Food Production short story by Iris Carden
The food we grow is more important now. Things on Earth are bad. Throughout the 2020s national governments on Earth did their best (or most of them did) to curb climate change. I guess they prevented the worst, but it was too late to prevent all of the effects. Fire, flood and drought have just become more and more frequent.
Earth is still able to export some food, but it’s not producing nearly enough to feed the Earth’s population, the Moon’s population and us. Mars Corp forgave us our loans, and gave us an ongoing subsidy for our farming, and offered us paid time off our regular jobs to work on the farm. We still get to keep the profits to either invest in the farm or to actually take as a reward for our investment.
On top of that, Mars Corp is allowing other staff paid time off their regular jobs, and the loan of whatever other resources we need to scale up production so we can provide the bulk of the food needed here.
At first we were afraid Mars Corp was trying to take us over, but we’ve got a secure agreement that it’s still our business, but as part of their responsibility for the well-being of the people they’ve moved here, they’re going to assist with resources.
That gave us the boost we needed, that and Sarah solving the regolith problem. For each new greenhouse, we have Mars Corp staff dig out regolith to about two metres deep and the entire area of the greenhouse to two metres around the perimeter. Then, it’s processed, using the same equipment that’s used to process ore, to remove the minerals which are dangerous to food growing. It’s then replaced and the greenhouse is built over it, with Mars Corp staff providing the work for the build. These new greenhouses are so much bigger than the first one we built, with Mars Corp engineers all offering (since their time is paid anyway) to build us better greenhouses.

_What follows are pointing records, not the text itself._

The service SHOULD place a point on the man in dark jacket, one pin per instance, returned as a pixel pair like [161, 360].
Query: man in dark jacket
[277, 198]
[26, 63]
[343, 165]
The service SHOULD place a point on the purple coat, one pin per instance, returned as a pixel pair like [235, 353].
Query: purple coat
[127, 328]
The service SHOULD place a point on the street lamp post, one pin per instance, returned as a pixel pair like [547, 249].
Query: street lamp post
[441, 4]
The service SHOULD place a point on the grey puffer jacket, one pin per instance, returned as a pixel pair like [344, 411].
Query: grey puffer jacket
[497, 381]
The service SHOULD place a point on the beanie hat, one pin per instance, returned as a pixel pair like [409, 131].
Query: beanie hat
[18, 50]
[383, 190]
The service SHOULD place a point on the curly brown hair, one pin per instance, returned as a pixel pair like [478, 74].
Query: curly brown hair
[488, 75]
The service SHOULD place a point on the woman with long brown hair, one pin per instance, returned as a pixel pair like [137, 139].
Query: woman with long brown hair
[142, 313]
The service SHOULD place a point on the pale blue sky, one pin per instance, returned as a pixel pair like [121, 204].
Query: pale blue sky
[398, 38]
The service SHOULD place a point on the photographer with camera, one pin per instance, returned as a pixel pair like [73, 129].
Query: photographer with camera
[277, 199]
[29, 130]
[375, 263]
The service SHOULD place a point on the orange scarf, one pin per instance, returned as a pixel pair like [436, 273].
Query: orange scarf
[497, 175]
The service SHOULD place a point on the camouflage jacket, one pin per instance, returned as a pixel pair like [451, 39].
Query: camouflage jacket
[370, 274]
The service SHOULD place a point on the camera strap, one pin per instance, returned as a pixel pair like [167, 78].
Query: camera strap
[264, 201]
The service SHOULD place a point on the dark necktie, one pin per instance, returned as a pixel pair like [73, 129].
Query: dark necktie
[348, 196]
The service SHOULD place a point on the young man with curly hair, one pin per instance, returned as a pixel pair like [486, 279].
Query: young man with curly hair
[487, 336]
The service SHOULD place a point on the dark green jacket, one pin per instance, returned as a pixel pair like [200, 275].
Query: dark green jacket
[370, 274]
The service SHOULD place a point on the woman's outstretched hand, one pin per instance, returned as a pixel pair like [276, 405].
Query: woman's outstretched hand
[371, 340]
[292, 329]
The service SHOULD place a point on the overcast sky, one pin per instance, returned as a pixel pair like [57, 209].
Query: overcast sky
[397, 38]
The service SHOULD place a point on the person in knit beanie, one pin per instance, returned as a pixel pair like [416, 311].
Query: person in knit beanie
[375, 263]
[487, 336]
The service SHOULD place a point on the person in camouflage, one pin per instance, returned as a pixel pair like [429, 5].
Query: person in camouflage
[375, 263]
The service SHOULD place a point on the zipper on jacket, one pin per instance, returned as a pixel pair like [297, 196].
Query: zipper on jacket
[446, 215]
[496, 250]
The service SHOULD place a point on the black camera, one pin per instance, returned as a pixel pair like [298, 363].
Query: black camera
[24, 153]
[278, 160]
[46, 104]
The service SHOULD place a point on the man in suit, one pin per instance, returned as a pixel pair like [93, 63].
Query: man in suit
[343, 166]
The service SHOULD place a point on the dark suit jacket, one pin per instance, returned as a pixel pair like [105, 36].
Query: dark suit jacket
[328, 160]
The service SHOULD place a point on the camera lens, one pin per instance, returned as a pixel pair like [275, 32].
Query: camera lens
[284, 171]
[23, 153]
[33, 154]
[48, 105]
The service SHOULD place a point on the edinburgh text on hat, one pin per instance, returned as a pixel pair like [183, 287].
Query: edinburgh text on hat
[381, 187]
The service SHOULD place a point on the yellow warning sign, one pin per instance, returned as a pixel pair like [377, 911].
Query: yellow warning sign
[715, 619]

We’ve imported earthworms and I even got my chickens from Earth. A Mars Corp engineer built us a moveable chicken coop, so we can put the chickens inside and move them from greenhouse to greenhouse. Once the vegetable crops from a greenhouse is finished, we move the chickens in and they process the leftover plant material in the way that chickens do. They help fertilise and turn over the soil for the next set of crops. They also provide eggs, which are very welcome. Importing layer mash from Earth was costly to begin with, but we’ve started growing grains that chickens eat, so that is making a difference.
The head chef from the canteen is looking at my chickens and has a plan for when they get too old to lay. I suggested they might be too tough to eat by then, but he assured me he could cook in a way that overcame that. I don’t like the idea of this happening to my chooks, but then again, we need food, and once they’re no longer producing eggs, we have to make room for chooks who do lay.
We’re starting a plan to get beehives, one for each of the new, gigantic greenhouses. That will make pollination much easier than running around with tiny paintbrushes brushing pollen from one plant flower on to another. Before we get those, we need to start planting some perennial flowers, to keep up the supply of pollen and nectar. That will also mean we’ll be able to sell cut flowers – something no-one expected on Mars.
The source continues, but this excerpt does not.